LILIAN, RELEASED FROM PRISON (through translator): If they had detected the girl's illness in time, she would not have died. I would not have lost so many years of my life in prison. I would not have missed my other daughter's childhood.

ROSALES (voice-over): Lilian said she was undergoing a procedure for a tear in her uterus and was sedated when the baby died. But prosecutors accused her of not taking care of the fetus during pregnancy.

LILIAN (through translator): They wanted to free themselves from blame so they accused me of having killed, abandoned and neglected her.
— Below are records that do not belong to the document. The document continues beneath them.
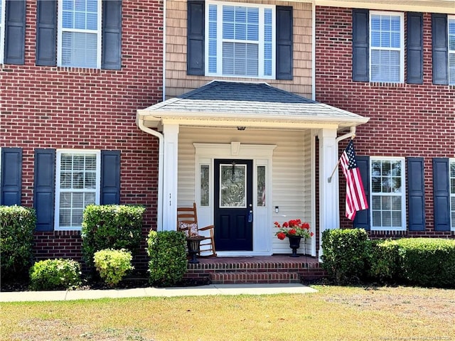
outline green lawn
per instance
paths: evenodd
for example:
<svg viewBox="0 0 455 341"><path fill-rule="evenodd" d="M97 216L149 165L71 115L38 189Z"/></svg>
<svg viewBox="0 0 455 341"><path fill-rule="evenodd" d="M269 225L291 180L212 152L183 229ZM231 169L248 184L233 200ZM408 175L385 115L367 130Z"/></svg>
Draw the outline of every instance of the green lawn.
<svg viewBox="0 0 455 341"><path fill-rule="evenodd" d="M1 340L452 340L455 290L1 303Z"/></svg>

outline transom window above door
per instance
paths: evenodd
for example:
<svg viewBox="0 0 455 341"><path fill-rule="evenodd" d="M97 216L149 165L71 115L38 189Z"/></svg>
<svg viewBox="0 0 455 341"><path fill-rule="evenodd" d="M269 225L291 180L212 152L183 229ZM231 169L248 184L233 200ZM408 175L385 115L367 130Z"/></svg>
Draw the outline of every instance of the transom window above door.
<svg viewBox="0 0 455 341"><path fill-rule="evenodd" d="M208 2L205 72L274 78L275 7Z"/></svg>

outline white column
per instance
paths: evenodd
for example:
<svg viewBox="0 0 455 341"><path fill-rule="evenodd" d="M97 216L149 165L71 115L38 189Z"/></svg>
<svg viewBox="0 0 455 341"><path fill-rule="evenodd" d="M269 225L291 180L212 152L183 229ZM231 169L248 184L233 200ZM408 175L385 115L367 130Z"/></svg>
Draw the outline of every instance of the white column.
<svg viewBox="0 0 455 341"><path fill-rule="evenodd" d="M163 229L177 228L178 124L164 124Z"/></svg>
<svg viewBox="0 0 455 341"><path fill-rule="evenodd" d="M322 255L322 232L340 226L338 177L335 172L328 182L338 160L336 129L319 131L319 257Z"/></svg>

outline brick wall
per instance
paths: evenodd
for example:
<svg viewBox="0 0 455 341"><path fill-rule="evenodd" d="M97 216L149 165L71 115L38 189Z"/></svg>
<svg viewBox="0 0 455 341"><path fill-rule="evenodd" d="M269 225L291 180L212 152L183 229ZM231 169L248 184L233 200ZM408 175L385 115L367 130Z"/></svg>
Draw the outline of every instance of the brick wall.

The police came to arrest me at the hospital.

ROSALES (voice-over): El Salvador has one of the strictest abortion laws in the Americas and the government makes no apologies, saying those who break the law will be prosecuted.

But with the help of human rights organizations and women's rights groups, some Salvadoran women are rising up against the country's total abortion ban and harsh criminal penalties.

Abortion advocates argue the ban has put women in prison who have suffered complications during pregnancy like in Lilian's case or in miscarriages.

A campaign over the last decade to free women serving long sentences has led to the release of 73 women from prison. Lilian was one of them.

LILIAN (through translator): I am very happy to have been reunited with my family. I am infinitely grateful to all the people who supported me during this process and who fought for our freedom.

ROSALES (voice-over): Alba Lorena Rodriguez says she became pregnant at 21 after being raped.

[04:55:02]

Five months into her pregnancy, she went into premature labor and the newborn died. She says she was arrested at the funeral of her stillborn baby being.

ALBA LORENA RODRIGUEZ, RELEASED FROM PRISON (through translator): I felt like the world came crashing down on me because I knew I wasn't going to see my girls and that I was being punished for something I hadn't done and that I didn't have a fair trial.

ROSALES (voice-over): It has been 25 years since El Salvador made getting abortions illegal under all circumstances. The country's president Nayib Bukele was recently released from prison elected to a second term and says there will be no change to the abortion laws.

The ban is popular among many Catholics and evangelical Salvadorans in the deeply conservative country. The law has come under scrutiny with cases presented in the Inter-American Court of Human Rights.

ANGELICA RIVAS, DEFENSE ATTORNEY (through translator): We continue insisting to the state that not only does it have to review the procedures at the judicial level so they are free of gender stereotypes and free of discrimination against women. But it also has to review the legislation and that is one of our demands.

ROSALES (voice-over): According to one Salvadoran abortion rights group no women facing aggravated homicide charges tied to stillbirths or miscarriages remain in prison. But they say seven women are still awaiting trial.

Isabel Rosales, CNN.

(END VIDEOTAPE)

FOSTER: International Women's Day has taken on a different meaning this year for the women of Gaza after months of war.

NOBILO: Women living in makeshift camps say of course there is nothing to celebrate this year. They don't have food, water or medicine and they're struggling with their mental health and poverty. Many of them have been forced to move repeatedly as the fighting has spread.

(BEGIN VIDEO CLIP)

UNIDENTIFIED FEMALE (through translator): Women worldwide easily await and celebrate this day whereas Gaza's women live in tents and are deprived of rights and unable to celebrate it.

UNIDENTIFIED FEMALE (through translator): We are going through a tough situation on Women's Day in Gaza as we face the horrors of bombings and there are harsh conditions in tents and suffer from extreme weather leaving no room for celebration.

(END VIDEO CLIP)

FOSTER: Well, the UN estimates more than one and a half million people in Gaza have been displaced by the war between Israel and Hamas.

Thanks for joining us here on CNN NEWSROOM. I'm Max Foster.

NOBILO: I'm Bianca Nobilo. CNN "THIS MORNING" is up next after a quick break.